Sync Gmail emails to PostgreSQL with S3 attachment storage
Automated Gmail Email Processing System
Who's it for
Businesses and individuals who need to:
Archive email communications in a searchable database
Backup email attachments to cloud storage
Analyze email patterns and communication data
Comply with data retention policies
Integrate emails with other business systems
What it does
This workflow automatically captures, processes, and stores Gmail emails in a PostgreSQL database while uploading file attachments to S3/MinIO storage. It handles both individual emails (via Gmail Trigger) and bulk processing (via Schedule Trigger).
Key features:
Dual processing: real-time individual emails + scheduled bulk retrieval
Complete email metadata extraction (sender, recipients, labels, timestamps)

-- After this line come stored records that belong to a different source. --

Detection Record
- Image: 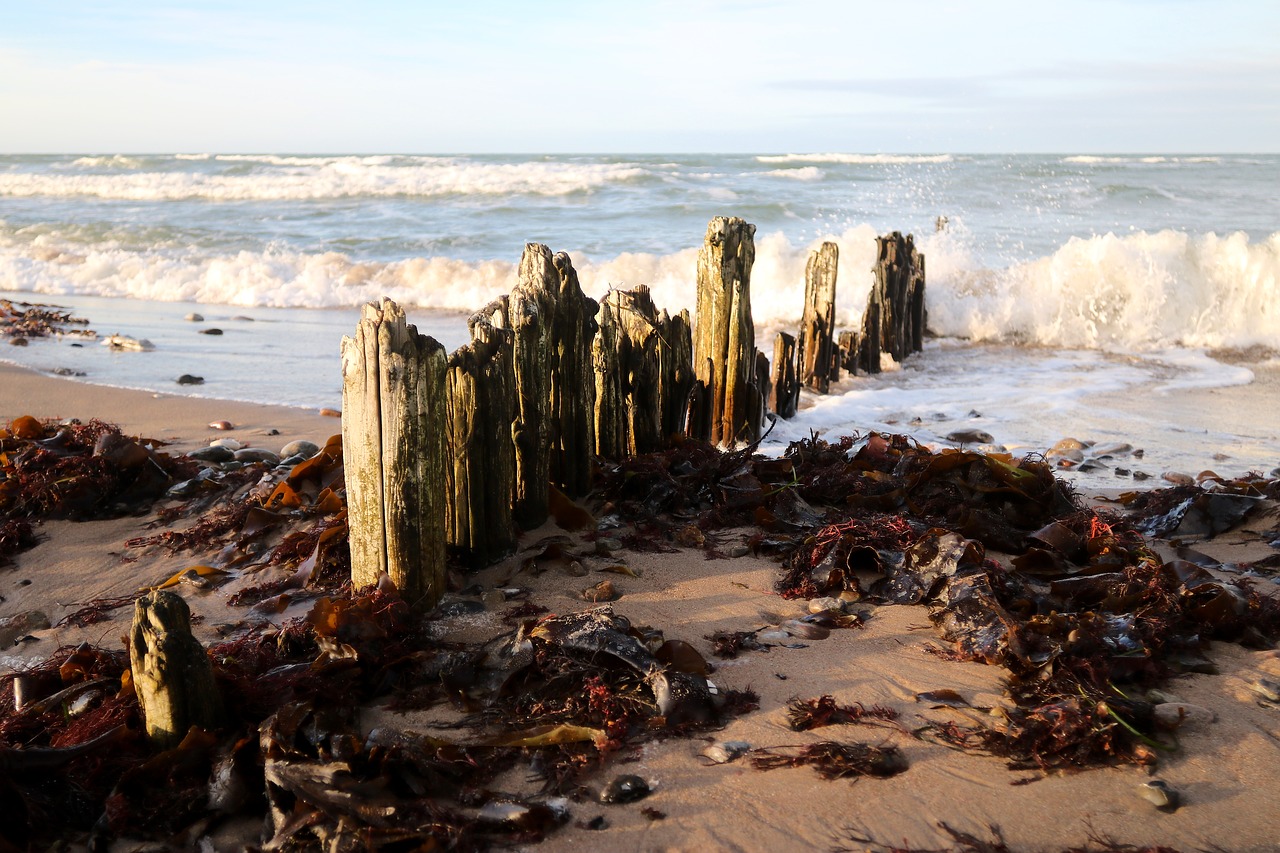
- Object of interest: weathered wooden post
[796,242,840,394]
[342,298,447,608]
[867,231,925,368]
[593,284,694,460]
[694,216,764,446]
[445,309,517,567]
[769,332,800,418]
[496,243,596,530]
[129,589,223,749]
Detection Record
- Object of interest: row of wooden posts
[342,216,925,607]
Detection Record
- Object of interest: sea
[0,152,1280,488]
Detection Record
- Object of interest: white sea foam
[1062,154,1222,165]
[0,222,1280,351]
[0,155,648,201]
[755,154,952,165]
[764,167,826,181]
[924,231,1280,348]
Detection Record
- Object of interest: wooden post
[496,243,596,530]
[694,216,764,446]
[342,298,447,608]
[445,309,517,567]
[593,284,694,460]
[864,231,925,370]
[658,310,696,442]
[129,589,223,749]
[832,332,860,379]
[769,332,800,418]
[798,242,840,391]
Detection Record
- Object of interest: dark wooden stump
[769,332,800,418]
[594,284,692,460]
[796,242,840,394]
[694,216,764,446]
[342,300,447,608]
[129,589,223,749]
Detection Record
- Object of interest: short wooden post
[129,589,223,749]
[865,231,925,369]
[445,313,517,567]
[798,242,840,391]
[769,332,800,418]
[342,298,447,608]
[832,330,860,379]
[694,216,764,446]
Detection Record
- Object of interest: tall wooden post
[492,243,596,530]
[342,298,447,608]
[796,242,840,394]
[694,216,764,446]
[445,313,517,567]
[129,589,223,749]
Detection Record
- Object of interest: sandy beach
[0,365,1280,852]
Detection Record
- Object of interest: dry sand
[0,365,1280,852]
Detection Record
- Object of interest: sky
[0,0,1280,154]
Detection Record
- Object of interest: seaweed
[751,740,906,781]
[787,694,899,731]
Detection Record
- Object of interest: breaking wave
[0,222,1280,350]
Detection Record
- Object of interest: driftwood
[798,242,840,391]
[494,243,596,529]
[342,300,447,607]
[593,286,692,460]
[694,216,764,446]
[769,332,800,418]
[863,231,927,373]
[444,309,517,567]
[129,589,223,749]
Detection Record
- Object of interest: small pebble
[947,429,996,444]
[782,619,831,639]
[600,774,653,806]
[1152,702,1217,731]
[280,438,320,459]
[1249,678,1280,702]
[236,447,280,465]
[582,580,620,602]
[809,596,845,613]
[703,740,751,765]
[1138,779,1181,812]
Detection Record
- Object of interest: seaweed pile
[600,433,1280,771]
[0,300,96,346]
[0,416,196,566]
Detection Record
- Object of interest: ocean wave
[755,154,954,165]
[1062,154,1222,165]
[0,155,649,201]
[0,220,1280,351]
[764,167,826,181]
[924,225,1280,350]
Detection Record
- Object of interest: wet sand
[0,365,1280,852]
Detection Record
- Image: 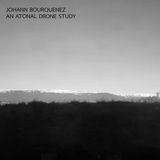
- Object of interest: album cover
[0,0,160,160]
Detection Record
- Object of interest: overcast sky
[0,0,160,94]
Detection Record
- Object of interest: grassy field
[0,102,160,160]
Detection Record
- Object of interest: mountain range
[0,90,160,104]
[0,90,125,103]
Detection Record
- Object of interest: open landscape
[0,101,160,160]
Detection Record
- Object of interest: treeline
[0,102,160,160]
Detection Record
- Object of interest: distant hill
[0,90,125,103]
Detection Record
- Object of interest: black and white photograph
[0,0,160,160]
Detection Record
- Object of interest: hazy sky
[0,0,160,94]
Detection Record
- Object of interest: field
[0,102,160,160]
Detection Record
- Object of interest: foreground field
[0,102,160,160]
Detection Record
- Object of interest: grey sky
[0,0,160,94]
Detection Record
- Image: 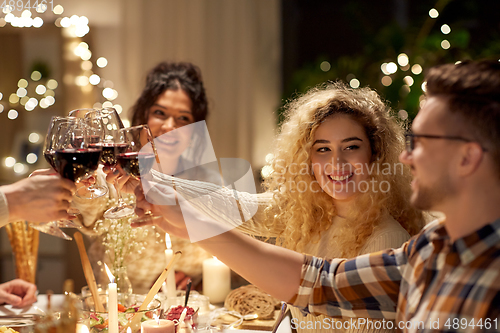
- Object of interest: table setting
[0,108,290,333]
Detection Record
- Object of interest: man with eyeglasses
[136,60,500,332]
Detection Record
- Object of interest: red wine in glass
[55,148,101,182]
[116,151,155,179]
[43,150,56,170]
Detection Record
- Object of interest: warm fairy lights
[0,1,122,174]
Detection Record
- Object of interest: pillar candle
[165,234,177,297]
[141,319,175,333]
[203,257,231,303]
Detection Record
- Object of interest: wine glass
[115,125,160,222]
[54,118,102,214]
[85,107,134,219]
[69,109,108,199]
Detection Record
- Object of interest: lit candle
[203,257,231,303]
[165,234,177,297]
[104,264,118,333]
[141,319,175,333]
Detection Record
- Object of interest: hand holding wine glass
[116,125,160,223]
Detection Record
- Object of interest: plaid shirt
[290,219,500,332]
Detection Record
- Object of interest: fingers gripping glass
[405,133,488,153]
[69,109,108,199]
[115,125,160,223]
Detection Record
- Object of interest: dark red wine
[73,135,100,148]
[55,148,101,182]
[43,150,56,170]
[89,142,127,167]
[116,152,155,179]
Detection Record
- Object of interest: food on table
[224,284,280,319]
[0,326,19,333]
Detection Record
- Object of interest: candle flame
[165,234,172,250]
[104,264,115,283]
[77,324,89,333]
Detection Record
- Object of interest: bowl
[79,293,161,333]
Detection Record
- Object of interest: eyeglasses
[405,133,487,153]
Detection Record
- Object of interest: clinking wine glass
[116,125,161,223]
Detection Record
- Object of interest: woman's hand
[102,165,139,193]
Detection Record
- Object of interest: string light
[319,61,332,72]
[441,24,451,35]
[411,64,422,75]
[96,57,108,68]
[4,156,16,168]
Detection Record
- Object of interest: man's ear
[459,142,483,176]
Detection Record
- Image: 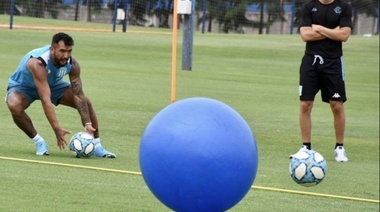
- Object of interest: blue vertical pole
[122,0,128,32]
[290,0,297,35]
[9,0,16,29]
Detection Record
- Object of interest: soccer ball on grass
[69,132,95,158]
[289,150,327,187]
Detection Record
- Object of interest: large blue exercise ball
[139,97,258,212]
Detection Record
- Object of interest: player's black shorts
[299,54,347,103]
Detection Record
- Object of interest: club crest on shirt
[57,67,67,78]
[334,6,342,14]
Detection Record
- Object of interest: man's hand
[54,128,71,150]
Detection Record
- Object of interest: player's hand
[54,128,71,150]
[84,124,96,137]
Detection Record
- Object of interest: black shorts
[299,54,347,103]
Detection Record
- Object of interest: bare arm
[300,26,326,42]
[69,58,95,134]
[27,58,70,149]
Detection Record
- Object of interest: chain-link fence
[0,0,380,34]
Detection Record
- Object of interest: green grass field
[0,16,379,212]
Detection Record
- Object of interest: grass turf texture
[0,16,379,211]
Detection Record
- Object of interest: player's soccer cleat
[36,141,49,155]
[289,145,307,159]
[94,145,116,158]
[334,146,348,162]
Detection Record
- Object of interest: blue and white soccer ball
[289,150,327,187]
[69,132,95,158]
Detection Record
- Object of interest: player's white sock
[32,133,45,143]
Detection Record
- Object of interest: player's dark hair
[51,32,74,46]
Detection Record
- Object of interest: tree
[350,0,379,34]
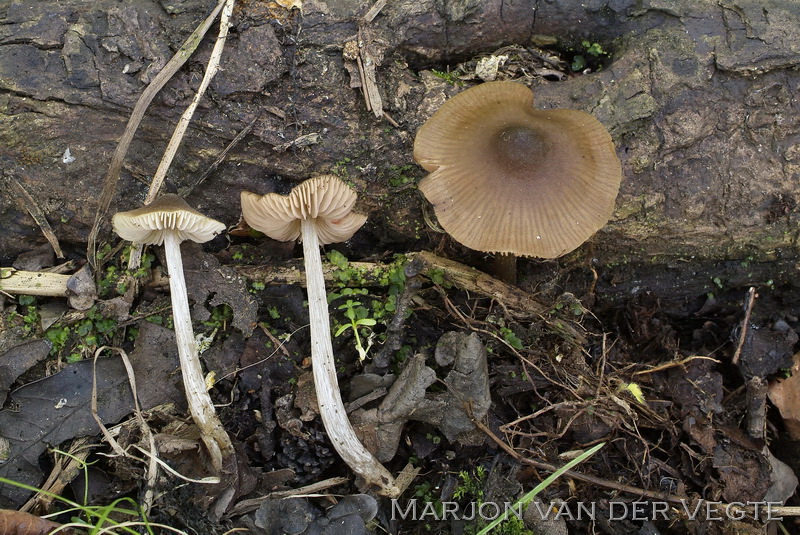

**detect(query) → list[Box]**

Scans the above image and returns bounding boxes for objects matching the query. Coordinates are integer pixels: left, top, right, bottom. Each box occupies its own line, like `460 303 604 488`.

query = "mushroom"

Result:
414 81 622 278
242 175 399 497
112 194 233 471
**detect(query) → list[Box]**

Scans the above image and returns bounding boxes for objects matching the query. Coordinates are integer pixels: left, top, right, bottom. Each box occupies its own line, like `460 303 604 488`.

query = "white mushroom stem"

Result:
300 219 400 498
164 232 233 471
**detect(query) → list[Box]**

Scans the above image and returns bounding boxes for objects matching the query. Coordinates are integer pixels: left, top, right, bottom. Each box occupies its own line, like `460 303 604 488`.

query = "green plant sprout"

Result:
477 442 606 535
431 67 464 86
334 299 377 362
0 450 187 535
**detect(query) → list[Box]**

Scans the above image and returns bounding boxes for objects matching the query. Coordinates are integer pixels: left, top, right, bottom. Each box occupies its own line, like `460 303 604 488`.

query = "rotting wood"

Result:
9 178 64 258
236 251 548 316
86 0 227 271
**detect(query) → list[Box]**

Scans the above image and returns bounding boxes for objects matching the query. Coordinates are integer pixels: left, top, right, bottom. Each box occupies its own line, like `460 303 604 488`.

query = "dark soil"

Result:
0 0 800 534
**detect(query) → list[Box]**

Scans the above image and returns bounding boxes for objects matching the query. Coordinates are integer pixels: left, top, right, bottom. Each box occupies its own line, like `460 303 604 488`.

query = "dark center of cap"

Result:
493 125 550 179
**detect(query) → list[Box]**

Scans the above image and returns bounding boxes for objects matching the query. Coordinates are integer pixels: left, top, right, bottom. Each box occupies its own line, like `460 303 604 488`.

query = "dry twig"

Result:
86 0 228 269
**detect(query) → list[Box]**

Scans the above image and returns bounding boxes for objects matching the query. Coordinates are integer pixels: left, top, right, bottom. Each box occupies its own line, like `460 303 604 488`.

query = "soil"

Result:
0 0 800 534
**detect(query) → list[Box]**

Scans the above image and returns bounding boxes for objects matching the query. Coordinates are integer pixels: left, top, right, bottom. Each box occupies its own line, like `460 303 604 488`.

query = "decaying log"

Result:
0 0 800 298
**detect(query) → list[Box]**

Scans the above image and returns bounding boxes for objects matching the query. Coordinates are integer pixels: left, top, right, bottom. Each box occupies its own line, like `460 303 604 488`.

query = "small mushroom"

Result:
242 175 399 497
112 194 233 471
414 81 622 276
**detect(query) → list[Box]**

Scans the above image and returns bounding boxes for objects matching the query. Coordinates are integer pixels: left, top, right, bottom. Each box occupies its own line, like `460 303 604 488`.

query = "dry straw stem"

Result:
10 178 64 258
86 0 231 268
236 251 548 317
128 0 234 269
0 268 71 297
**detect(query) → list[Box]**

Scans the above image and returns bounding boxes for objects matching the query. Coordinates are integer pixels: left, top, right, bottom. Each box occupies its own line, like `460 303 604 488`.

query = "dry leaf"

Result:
769 353 800 440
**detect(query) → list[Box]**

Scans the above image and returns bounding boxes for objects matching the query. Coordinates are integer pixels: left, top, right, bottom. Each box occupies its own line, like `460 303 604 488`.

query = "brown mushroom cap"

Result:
111 194 225 245
414 82 622 258
242 175 367 245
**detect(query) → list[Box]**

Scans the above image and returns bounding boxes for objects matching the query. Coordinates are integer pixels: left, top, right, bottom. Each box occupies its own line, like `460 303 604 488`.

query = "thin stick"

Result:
86 0 228 269
180 113 261 197
731 286 756 364
11 178 64 258
128 0 234 270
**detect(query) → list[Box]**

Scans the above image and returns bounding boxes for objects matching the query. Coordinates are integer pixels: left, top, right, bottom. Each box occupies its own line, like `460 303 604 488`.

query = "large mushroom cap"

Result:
242 175 367 245
414 82 622 258
111 194 225 245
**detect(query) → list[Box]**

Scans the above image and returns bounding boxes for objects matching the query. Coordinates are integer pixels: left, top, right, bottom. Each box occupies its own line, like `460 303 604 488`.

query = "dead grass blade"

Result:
92 346 158 512
18 437 91 516
0 509 75 535
9 178 64 258
86 0 230 268
128 0 235 269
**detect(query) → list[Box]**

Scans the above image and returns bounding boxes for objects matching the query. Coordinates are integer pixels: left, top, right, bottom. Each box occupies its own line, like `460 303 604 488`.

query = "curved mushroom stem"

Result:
300 219 400 498
492 253 517 285
164 232 233 472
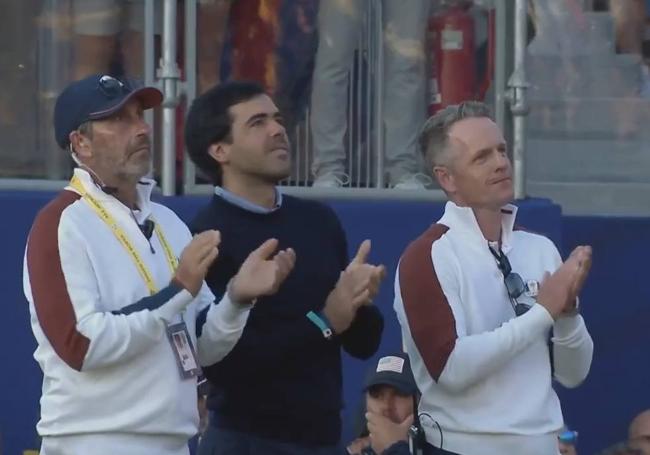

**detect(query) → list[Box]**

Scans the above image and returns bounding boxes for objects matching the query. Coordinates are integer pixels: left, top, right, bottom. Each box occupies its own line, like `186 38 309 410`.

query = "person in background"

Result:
347 353 422 455
311 0 431 190
627 409 650 455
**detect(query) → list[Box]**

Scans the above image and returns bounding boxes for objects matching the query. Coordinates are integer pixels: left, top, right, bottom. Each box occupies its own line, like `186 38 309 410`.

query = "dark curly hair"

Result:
185 81 266 185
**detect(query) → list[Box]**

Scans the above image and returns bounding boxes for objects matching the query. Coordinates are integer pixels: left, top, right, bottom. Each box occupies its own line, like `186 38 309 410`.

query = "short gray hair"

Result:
420 101 492 170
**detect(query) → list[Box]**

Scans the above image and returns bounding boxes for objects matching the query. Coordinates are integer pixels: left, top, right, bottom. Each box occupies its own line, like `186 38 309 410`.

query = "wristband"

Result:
307 311 334 340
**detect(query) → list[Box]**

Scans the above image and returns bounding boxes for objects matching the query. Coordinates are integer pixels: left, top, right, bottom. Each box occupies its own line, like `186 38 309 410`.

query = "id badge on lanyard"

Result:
167 322 201 379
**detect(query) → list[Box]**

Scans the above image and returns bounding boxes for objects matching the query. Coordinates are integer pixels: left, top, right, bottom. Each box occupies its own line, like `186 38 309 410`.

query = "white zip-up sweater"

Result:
394 202 593 455
23 169 249 441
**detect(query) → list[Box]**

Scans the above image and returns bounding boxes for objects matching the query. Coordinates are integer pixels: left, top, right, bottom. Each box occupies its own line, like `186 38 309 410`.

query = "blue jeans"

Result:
197 425 345 455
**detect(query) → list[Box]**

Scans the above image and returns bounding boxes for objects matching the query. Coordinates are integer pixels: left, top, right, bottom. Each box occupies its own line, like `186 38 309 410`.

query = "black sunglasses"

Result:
98 76 131 99
488 245 530 316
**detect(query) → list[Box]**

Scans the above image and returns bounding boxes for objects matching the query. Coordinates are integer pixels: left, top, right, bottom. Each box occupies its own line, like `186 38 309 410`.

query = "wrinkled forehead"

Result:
449 117 505 152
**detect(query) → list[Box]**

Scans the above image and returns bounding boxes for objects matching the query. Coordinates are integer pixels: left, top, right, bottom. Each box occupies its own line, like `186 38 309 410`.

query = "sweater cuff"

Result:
553 314 584 343
156 284 194 324
208 292 253 327
517 304 553 335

HTML to plain text conversion for searchable content
Binary attachment processing with metadata extraction
Organized S3/MinIO file storage structure
UPSERT database operations to prevent duplicates
How it works
Email Capture: Gmail Trigger detects new emails, Schedule Trigger gets bulk emails from last hour
Parallel Processing: Emails with attachments go through binary processing, others go directly to transformation
Attachment Handling: Extract metadata, upload to S3/MinIO, create database references
Data Transformation: Convert Gmail API format to PostgreSQL structure
Storage: UPSERT emails to database with linked attachment information
Requirements
Credentials needed:
Gmail OAuth2 (gmail.readonly scope)
PostgreSQL database connection
S3/MinIO storage credentials
Database setup:
Run the provided SQL schema to create the messages table with JSONB fields for flexible data storage.
How to set up
Gmail OAuth2: Enable Gmail API in Google Cloud Console, create OAuth2 credentials
PostgreSQL: Create database and run the SQL schema provided in setup sticky note
S3/MinIO: Create bucket "gmail-attachments" with proper upload permissions
Configure: Update authenticatedUserEmail in transform scripts to your email
Test: Start with single email before enabling bulk processing
How to customize
Email filters**: Modify Gmail queries (in:sent, in:inbox) to target specific emails
Storage structure**: Change S3 file path format in Upload node
Processing schedule**: Adjust trigger frequencies based on email volume
Database fields**: Extend PostgreSQL schema for additional metadata
Attachment types**: Add file type filtering in binary processing logic
Note: This workflow processes emails from the last hour to avoid overwhelming the system. Adjust timeframes based on your email volume and processing needs.